Failover modes are also available. Also, most server OS's will not allow
you to put the same IP address on an interface that is up and operational.
If you were to have the same IP address on two NIC's with the same mac
address connected to two non-stacked switches, there would be alot of
issues. Each switch would have a CAM entry for the mac address on it's
respective port that is connected directly to the server. If a frame were
sent where the destination was on the other switch this would cause the
receiving switch to expire it's entry for the directly connected NIC and
begin sending traffic via the crosslink to the other switch. This change
would soon be reversed though, as most computers constantly send control
traffic such as mdns and all the smb stuff from M$. It would technically
work despite the constantly changing CAM entries, if both server nics were
able to receive any return traffic regardless of the source or application.

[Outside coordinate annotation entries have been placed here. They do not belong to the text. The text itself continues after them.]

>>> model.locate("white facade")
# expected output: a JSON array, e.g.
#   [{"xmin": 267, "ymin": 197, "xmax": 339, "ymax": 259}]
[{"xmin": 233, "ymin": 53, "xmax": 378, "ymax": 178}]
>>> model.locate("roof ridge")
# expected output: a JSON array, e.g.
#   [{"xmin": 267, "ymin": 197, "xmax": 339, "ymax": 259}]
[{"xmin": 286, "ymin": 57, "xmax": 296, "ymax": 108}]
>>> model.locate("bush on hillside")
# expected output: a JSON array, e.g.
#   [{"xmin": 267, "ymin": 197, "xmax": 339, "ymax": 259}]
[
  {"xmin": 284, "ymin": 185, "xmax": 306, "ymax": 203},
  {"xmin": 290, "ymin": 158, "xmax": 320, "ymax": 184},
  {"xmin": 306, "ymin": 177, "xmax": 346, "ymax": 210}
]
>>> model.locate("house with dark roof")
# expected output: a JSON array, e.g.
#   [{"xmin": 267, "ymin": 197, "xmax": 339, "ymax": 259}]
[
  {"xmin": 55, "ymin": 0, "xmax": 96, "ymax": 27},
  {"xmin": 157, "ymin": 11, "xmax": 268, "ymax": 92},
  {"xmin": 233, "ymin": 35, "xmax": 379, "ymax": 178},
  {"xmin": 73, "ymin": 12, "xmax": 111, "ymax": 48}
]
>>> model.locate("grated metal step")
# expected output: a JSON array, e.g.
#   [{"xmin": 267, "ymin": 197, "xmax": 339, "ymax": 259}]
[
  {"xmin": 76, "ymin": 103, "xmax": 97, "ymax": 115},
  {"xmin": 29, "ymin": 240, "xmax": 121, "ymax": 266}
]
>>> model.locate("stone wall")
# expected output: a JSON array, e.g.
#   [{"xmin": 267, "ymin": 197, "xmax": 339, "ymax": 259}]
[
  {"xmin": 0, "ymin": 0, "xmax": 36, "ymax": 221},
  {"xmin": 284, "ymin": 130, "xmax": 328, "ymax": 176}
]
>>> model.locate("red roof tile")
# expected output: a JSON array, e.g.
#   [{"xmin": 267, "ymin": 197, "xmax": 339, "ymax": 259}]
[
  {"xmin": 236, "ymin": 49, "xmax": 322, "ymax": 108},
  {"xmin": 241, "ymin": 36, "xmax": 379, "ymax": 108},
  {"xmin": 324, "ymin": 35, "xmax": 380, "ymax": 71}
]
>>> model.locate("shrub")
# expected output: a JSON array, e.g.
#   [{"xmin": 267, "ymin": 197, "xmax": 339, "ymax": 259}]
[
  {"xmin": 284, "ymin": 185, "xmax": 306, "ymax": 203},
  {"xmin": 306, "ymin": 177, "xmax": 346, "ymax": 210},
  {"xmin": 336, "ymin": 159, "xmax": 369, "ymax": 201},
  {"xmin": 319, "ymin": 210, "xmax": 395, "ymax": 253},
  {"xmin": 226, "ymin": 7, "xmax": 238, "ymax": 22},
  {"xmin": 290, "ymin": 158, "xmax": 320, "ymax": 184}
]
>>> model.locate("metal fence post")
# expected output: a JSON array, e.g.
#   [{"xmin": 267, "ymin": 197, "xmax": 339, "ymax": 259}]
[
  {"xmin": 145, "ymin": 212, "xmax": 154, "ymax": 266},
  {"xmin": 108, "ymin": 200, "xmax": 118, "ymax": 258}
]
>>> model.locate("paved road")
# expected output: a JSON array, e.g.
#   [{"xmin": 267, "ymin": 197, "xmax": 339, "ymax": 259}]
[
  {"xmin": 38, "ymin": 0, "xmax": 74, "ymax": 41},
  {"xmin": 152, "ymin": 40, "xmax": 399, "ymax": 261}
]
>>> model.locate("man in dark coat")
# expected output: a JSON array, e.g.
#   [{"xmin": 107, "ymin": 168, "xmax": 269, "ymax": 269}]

It would cause high cpu on some switches depending on how much processing
is done in software. It's pretty straighforward because the switches do not
know there is a duplicate mac address until traffic is received from the
other switch, hopefully that is minimal. Overall performance depends on
what's in the rest of the network. For example: everything gets worse if
there are a large number of downstream switches.
Conclusion: Use etherchannel and stackable switches.